Siempre tengo presente una frase de George Bernard Shaw que leí hace mucho tiempo, “Dichoso el que tiene una profesión que coincide con su afición”, y yo me siento dichoso por tener la suerte de poder trabajar en algo que me ha dejado aprender, compartir, defender y disfrutar de mi pasión por el vino.
No en vano, vivimos en Castilla-La Mancha, en medio del viñedo más grande del mundo, pero en una situación de descenso del consumo, y con el empuje de nuevos mercados emergentes, que nos colocan en una complicada posición de desventaja de nuestros caldos, en tanto que los 43 millones de hectólitros producidos, tienen un valor de mercado de 1.200 millones de euros, mientras que en Alemania, con 10 millones de hectólitros, consiguen un valor de mercado de 1.100 millones de euros.
Cuando comencé en mi trabajo actual uno de mis clientes me pregunto:”¿Cual es el mejor Vino?”, yo frustrado e ignorante del tema le respondí: “No tengo idea”… Después de reírse un buen rato el comentó con cierto aire de sabiduría: “El que a usted le guste”.
Para mi madre no hay duda.

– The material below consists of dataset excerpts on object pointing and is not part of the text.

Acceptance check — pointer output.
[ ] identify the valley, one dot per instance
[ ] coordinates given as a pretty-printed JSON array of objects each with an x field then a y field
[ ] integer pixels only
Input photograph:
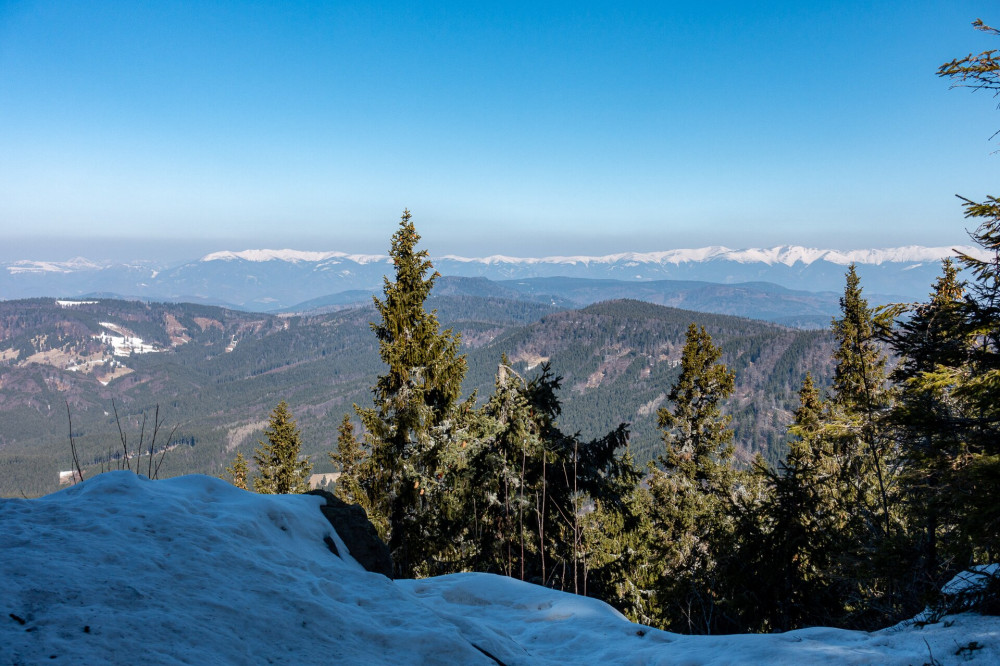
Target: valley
[{"x": 215, "y": 374}]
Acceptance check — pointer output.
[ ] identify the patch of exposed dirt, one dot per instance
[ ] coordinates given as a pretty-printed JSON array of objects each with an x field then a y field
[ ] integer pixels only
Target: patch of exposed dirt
[{"x": 205, "y": 323}]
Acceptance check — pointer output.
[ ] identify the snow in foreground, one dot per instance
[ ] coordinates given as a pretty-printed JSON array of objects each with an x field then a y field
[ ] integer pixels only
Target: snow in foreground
[{"x": 191, "y": 570}]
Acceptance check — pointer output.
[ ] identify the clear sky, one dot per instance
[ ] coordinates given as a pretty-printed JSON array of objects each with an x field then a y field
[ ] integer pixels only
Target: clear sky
[{"x": 524, "y": 128}]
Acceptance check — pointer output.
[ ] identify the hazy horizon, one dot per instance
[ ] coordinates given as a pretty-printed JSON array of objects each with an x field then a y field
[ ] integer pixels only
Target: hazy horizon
[{"x": 526, "y": 129}]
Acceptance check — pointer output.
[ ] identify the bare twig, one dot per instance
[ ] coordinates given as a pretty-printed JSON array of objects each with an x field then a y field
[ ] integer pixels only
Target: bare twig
[
  {"x": 121, "y": 434},
  {"x": 72, "y": 443}
]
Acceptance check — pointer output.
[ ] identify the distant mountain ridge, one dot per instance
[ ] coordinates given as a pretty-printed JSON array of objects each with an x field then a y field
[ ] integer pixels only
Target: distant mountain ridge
[
  {"x": 788, "y": 255},
  {"x": 267, "y": 280}
]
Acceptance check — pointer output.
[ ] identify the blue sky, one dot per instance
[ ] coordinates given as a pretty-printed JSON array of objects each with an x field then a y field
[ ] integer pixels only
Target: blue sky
[{"x": 524, "y": 128}]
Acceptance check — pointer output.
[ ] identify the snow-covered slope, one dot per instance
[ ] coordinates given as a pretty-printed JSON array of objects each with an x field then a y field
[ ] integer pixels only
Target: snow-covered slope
[{"x": 121, "y": 570}]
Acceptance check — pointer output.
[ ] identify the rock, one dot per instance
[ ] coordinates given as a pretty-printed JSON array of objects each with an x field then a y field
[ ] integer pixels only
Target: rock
[{"x": 358, "y": 534}]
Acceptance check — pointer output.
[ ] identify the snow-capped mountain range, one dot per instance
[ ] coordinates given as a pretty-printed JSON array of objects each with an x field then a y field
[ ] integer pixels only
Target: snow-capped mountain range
[{"x": 270, "y": 280}]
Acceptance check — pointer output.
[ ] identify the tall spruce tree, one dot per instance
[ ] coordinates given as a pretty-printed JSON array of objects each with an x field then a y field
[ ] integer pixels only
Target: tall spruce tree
[
  {"x": 870, "y": 531},
  {"x": 927, "y": 417},
  {"x": 414, "y": 400},
  {"x": 349, "y": 459},
  {"x": 279, "y": 470},
  {"x": 692, "y": 491},
  {"x": 502, "y": 503},
  {"x": 977, "y": 384},
  {"x": 791, "y": 546}
]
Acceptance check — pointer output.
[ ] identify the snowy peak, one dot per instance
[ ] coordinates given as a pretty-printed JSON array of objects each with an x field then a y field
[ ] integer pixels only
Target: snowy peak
[
  {"x": 73, "y": 265},
  {"x": 293, "y": 256},
  {"x": 789, "y": 255}
]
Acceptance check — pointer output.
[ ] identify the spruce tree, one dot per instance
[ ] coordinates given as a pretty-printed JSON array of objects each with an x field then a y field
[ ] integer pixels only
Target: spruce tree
[
  {"x": 792, "y": 552},
  {"x": 502, "y": 502},
  {"x": 928, "y": 418},
  {"x": 349, "y": 459},
  {"x": 867, "y": 504},
  {"x": 279, "y": 470},
  {"x": 976, "y": 385},
  {"x": 238, "y": 470},
  {"x": 414, "y": 405},
  {"x": 692, "y": 490}
]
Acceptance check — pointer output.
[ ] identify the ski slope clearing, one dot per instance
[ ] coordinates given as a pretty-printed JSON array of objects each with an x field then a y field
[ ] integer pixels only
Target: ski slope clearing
[{"x": 191, "y": 570}]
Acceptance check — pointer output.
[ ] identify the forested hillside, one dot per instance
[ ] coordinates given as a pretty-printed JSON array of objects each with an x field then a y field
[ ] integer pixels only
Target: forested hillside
[{"x": 217, "y": 373}]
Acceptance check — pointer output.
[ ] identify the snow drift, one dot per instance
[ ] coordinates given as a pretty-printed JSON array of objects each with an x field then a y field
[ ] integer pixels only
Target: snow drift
[{"x": 120, "y": 569}]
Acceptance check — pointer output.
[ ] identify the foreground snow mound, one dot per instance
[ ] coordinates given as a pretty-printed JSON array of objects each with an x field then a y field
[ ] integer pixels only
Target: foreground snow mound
[
  {"x": 191, "y": 570},
  {"x": 120, "y": 569}
]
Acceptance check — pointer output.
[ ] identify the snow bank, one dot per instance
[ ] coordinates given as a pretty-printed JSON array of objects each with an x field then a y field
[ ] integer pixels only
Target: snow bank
[{"x": 120, "y": 569}]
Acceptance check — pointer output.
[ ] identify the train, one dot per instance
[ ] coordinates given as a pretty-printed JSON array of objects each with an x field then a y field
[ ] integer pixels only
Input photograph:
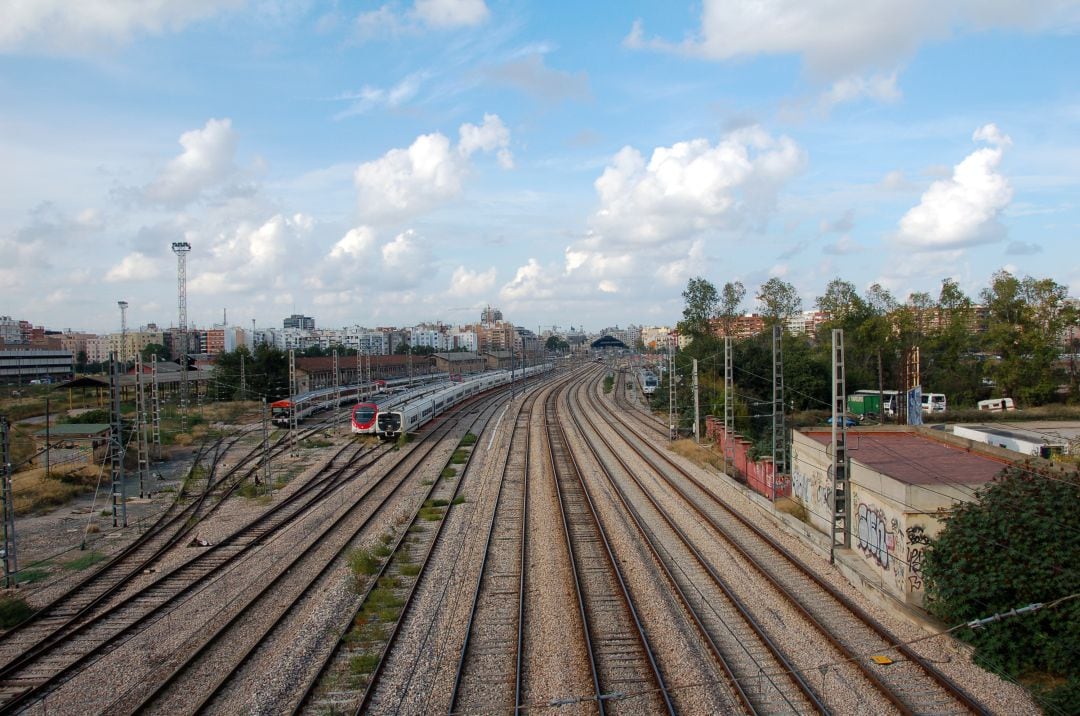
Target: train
[
  {"x": 649, "y": 382},
  {"x": 391, "y": 423},
  {"x": 326, "y": 399},
  {"x": 363, "y": 418}
]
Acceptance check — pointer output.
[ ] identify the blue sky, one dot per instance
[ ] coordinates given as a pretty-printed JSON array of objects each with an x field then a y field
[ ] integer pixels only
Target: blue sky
[{"x": 571, "y": 163}]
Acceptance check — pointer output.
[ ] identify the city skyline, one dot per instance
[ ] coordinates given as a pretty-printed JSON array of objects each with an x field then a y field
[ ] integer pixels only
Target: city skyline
[{"x": 395, "y": 163}]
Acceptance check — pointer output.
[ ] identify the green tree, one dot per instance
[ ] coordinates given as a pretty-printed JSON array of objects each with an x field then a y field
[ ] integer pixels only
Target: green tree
[
  {"x": 731, "y": 297},
  {"x": 778, "y": 300},
  {"x": 1026, "y": 319},
  {"x": 1015, "y": 544},
  {"x": 700, "y": 308}
]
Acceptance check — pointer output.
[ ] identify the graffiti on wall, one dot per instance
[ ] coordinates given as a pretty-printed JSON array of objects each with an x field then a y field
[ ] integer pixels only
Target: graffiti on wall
[
  {"x": 812, "y": 491},
  {"x": 917, "y": 541}
]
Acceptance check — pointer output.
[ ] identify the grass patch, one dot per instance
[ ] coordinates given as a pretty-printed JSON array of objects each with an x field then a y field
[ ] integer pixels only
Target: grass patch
[
  {"x": 431, "y": 514},
  {"x": 315, "y": 442},
  {"x": 13, "y": 610},
  {"x": 364, "y": 663},
  {"x": 32, "y": 491},
  {"x": 362, "y": 562},
  {"x": 30, "y": 576},
  {"x": 88, "y": 559}
]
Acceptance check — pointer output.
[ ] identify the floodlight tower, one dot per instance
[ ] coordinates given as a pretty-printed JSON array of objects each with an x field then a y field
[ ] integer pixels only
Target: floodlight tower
[
  {"x": 181, "y": 248},
  {"x": 123, "y": 332}
]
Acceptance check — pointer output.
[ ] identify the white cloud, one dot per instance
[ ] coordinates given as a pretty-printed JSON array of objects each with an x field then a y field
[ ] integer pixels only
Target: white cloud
[
  {"x": 370, "y": 97},
  {"x": 466, "y": 283},
  {"x": 450, "y": 13},
  {"x": 693, "y": 186},
  {"x": 963, "y": 210},
  {"x": 423, "y": 14},
  {"x": 355, "y": 244},
  {"x": 881, "y": 88},
  {"x": 837, "y": 38},
  {"x": 66, "y": 28},
  {"x": 206, "y": 160},
  {"x": 406, "y": 181},
  {"x": 134, "y": 267}
]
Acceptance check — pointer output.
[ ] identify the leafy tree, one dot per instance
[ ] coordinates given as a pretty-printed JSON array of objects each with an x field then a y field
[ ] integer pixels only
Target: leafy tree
[
  {"x": 1025, "y": 320},
  {"x": 731, "y": 298},
  {"x": 842, "y": 302},
  {"x": 266, "y": 374},
  {"x": 778, "y": 300},
  {"x": 700, "y": 309},
  {"x": 1015, "y": 544}
]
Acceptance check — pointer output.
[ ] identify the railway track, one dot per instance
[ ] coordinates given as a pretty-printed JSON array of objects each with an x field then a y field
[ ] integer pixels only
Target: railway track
[
  {"x": 621, "y": 659},
  {"x": 98, "y": 630},
  {"x": 389, "y": 596},
  {"x": 910, "y": 683}
]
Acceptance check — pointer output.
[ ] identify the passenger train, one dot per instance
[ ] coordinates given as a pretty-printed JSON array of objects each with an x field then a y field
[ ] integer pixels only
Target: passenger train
[
  {"x": 363, "y": 418},
  {"x": 326, "y": 399},
  {"x": 392, "y": 423}
]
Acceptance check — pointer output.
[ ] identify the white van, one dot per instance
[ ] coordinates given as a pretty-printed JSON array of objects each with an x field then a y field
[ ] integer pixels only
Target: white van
[
  {"x": 997, "y": 404},
  {"x": 933, "y": 403}
]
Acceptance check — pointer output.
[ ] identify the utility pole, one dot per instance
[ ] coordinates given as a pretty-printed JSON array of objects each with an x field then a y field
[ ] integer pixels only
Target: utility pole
[
  {"x": 729, "y": 411},
  {"x": 123, "y": 332},
  {"x": 841, "y": 499},
  {"x": 292, "y": 400},
  {"x": 181, "y": 248},
  {"x": 156, "y": 409},
  {"x": 140, "y": 427},
  {"x": 697, "y": 407},
  {"x": 117, "y": 453},
  {"x": 266, "y": 445},
  {"x": 672, "y": 410},
  {"x": 10, "y": 561},
  {"x": 779, "y": 429}
]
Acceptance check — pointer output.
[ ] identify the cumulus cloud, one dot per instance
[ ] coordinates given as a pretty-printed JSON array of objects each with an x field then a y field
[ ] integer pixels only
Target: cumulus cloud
[
  {"x": 206, "y": 160},
  {"x": 693, "y": 186},
  {"x": 962, "y": 210},
  {"x": 134, "y": 267},
  {"x": 466, "y": 283},
  {"x": 837, "y": 38},
  {"x": 66, "y": 28},
  {"x": 356, "y": 244},
  {"x": 423, "y": 14},
  {"x": 406, "y": 181}
]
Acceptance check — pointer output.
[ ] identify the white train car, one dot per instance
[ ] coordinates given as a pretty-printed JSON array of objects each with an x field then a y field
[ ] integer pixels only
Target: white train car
[{"x": 391, "y": 423}]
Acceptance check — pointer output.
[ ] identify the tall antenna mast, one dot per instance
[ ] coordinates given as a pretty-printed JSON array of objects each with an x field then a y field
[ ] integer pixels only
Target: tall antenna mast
[{"x": 181, "y": 248}]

El mejor vino es el de su pueblo.
En cierta ocasión, comiendo en un restaurante de un pueblo, que produce cerca de cien millones de kilos de uva, cuyo dueño es viticultor y socio de la cooperativa de este mismo pueblo, pedimos vino, y al elegir, por supuesto, no dudamos en pedir vino del pueblo, y el dueño del restaurante nos dijo: “haya vosotros, si os da algo no quiero saber nada…”.
Ciertamente, esto que es tan exagerado, no es sino lo que hacemos todos nosotros cuando al pensar en vino, dejamos que en nuestra mente aparezcan imágenes de otras tierras, que no tienen por qué hacer mejores caldos, pero que sin duda ponen mayor pasión en la defensa de su producto.
Mi pasión por el vino creo que ha nacido varias veces... y de todas ellas, la más antigua que recuerdo se remonta hasta mis primeros paseos por las viñas, saltando sobre las huellas que mi padre iba marcando en la tierra recién labrada mientras me explicaba que las viñas lloraban.
Dicen que la Primavera es la estación del amor, el verano de la pasión, el otoño la melancolía y el invierno la soledad. Sin embargo esto no funciona así en la viña.
En los viñedos parece que la Primavera es la estación de la melancolía, porque se produce uno de los fenómenos más curiosos: el llorar de la viña.
La viña vuelve a entrar en actividad al aumentar la temperatura. El agua vuelve a circular por el sistema radicular de la planta, y, al llegar adonde se ha podado, se vierte al exterior.
Una viña joven puede expulsar hasta 5 litros de agua, gota a gota. Y los campos, con el llorar de las vides, recuerdan que la vida pasa, y que llega el momento de empezar a producir una nueva cosecha...
El vino es un milagro irrepetible, pero también lo es la uva en la viña.
En la bodega la “temporalidad” se extrema y, además, ésta siempre está pendiente de la última decisión del tiempo.
Afortunadamente para el futuro del vino español, aquellos que se han incorporado a la viticultora como moda asociada al prestigio social bodeguero, en el que desviar patrimonios procedentes no del terruño, está intentando abandonar el mundo del vino a la misma velocidad que entró en él, algo que deseo profundamente ya que para dedicarse al vino hay que amarlo sobre todas las cosas.